Tuesday, December 21, 2010

OC CIO Minutes December 9, 2010

1993-2011
Southern California/Orange County CIO Breakfast Round Table
December 9, 2010 meeting

Present: Cameron Cosgrove, Subbu Murthy, Jim Sutter, Joe Desuta, Jeff Hecht, Sean Brown, Jeff Reid, Jennifer Curlee, Dave Phillips

We toasted Paul Gray, IS Professor Emeritus, Claremont, on his 80th birthday on 12/8.

Our thanks to Sean for supplying an egg and bacon breakfast for those who wanted it.

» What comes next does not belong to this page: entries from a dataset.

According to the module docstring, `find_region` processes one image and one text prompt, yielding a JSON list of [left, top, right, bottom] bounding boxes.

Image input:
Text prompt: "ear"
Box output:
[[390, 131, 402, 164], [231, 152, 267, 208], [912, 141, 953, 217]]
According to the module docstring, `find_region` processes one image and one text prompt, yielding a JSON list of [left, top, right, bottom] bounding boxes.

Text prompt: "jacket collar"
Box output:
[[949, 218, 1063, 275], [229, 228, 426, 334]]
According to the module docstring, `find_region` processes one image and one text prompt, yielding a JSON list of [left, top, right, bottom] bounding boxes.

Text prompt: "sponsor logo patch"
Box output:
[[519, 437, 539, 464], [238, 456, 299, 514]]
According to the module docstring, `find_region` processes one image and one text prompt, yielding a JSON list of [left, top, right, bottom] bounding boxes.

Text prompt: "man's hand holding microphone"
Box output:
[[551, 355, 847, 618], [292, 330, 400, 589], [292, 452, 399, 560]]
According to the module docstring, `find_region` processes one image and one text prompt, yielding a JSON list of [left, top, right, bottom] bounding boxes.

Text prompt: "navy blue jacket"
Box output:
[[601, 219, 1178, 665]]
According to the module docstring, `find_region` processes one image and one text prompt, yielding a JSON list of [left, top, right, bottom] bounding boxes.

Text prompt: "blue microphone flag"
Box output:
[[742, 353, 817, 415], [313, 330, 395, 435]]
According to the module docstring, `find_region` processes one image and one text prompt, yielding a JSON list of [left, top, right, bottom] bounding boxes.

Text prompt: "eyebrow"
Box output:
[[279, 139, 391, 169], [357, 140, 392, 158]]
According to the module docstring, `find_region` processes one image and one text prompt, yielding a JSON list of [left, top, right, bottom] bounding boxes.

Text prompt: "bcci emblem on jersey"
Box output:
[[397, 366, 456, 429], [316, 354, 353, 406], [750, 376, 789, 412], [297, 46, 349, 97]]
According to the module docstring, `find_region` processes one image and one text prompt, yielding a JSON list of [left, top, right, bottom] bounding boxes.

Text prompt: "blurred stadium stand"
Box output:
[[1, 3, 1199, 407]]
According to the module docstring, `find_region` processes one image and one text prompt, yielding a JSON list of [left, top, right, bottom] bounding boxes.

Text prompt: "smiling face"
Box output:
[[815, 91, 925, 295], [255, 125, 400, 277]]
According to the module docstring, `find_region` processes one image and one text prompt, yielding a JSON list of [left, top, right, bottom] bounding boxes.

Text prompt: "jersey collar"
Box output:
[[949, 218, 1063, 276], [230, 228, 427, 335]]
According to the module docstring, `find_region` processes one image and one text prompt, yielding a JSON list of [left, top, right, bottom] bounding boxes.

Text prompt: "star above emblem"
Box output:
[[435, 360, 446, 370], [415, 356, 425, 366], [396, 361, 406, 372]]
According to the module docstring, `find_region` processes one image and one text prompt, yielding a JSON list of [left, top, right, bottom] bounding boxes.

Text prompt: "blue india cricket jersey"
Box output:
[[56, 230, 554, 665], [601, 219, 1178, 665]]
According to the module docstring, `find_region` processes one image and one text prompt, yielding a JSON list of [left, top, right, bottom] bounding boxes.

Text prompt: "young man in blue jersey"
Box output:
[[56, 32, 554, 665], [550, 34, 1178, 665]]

The following have volunteered to introduce topics through April 2011:

1/13/11 Business Intelligence update Sean Brown
2/10/11 The evolving role of the CIO Keith Golden
3/10/11 Offshore outsourcing update Jeff Reid
4/14/11 Cloud computing update Jeff Hecht

Topic: The lack of standards in mobile computing

Cameron Cosgrove started by giving a quick overview of First American Financial – title insurance and escrow co., $4B, 900 offices, 12,000 US employees, 4,000 abroad. They have 4.500 cell phones now consolidated to 3 carriers, each with I account and pooled minutes – 90% Verizon; AT&T is the back up carrier and iPhone support; Sprint has their push-to-talk walkie-talkie for the security team. The 4-person support team supports 196 different devices – no standards prior to consolidation in 2008. Eliminating the yearly upgrade saves $235,000. To get the full flavor of Cameron’s presentation, please check his slides. In summary, there are standards issues – Active Sync follows their security policies; Active Directory account settings cause support problems and First American security policy demands password resets every 90 days. Blackberry devices require more support – potential savings if they could eliminate them. Their security standards include all devices must be registered to send/receive mail; mobile users need rights in Active Directory to sync to exchange server; all devices are encrypted; passwords have 4+ characters; auto wipe after 10 password attempts; device must lock after 10 min. inactivity; ability to remote wipe a lost/stolen device; removable storage is disabled; ability to push updates to device. After consolidation, the support team audited all accounts (creating a master wireless database) and cancelled hundreds of terminated users, for initial savings of $432K. They continue to do monthly audits, which result in substantial savings. Warranty replacement rebates amount to $12K per month. Savings from zero usage devices is $150K/year. Their ongoing team goals include being proactive in reducing costs, providing excellent levels of service (in the US and globally), maintain accurate database (can’t rely on vendor records), and partner with the business.

The discussion was free flowing and very active. The general impression was that the presentation was very effective and stated in straightforward terms – well worth reading for those of you who were not in attendance.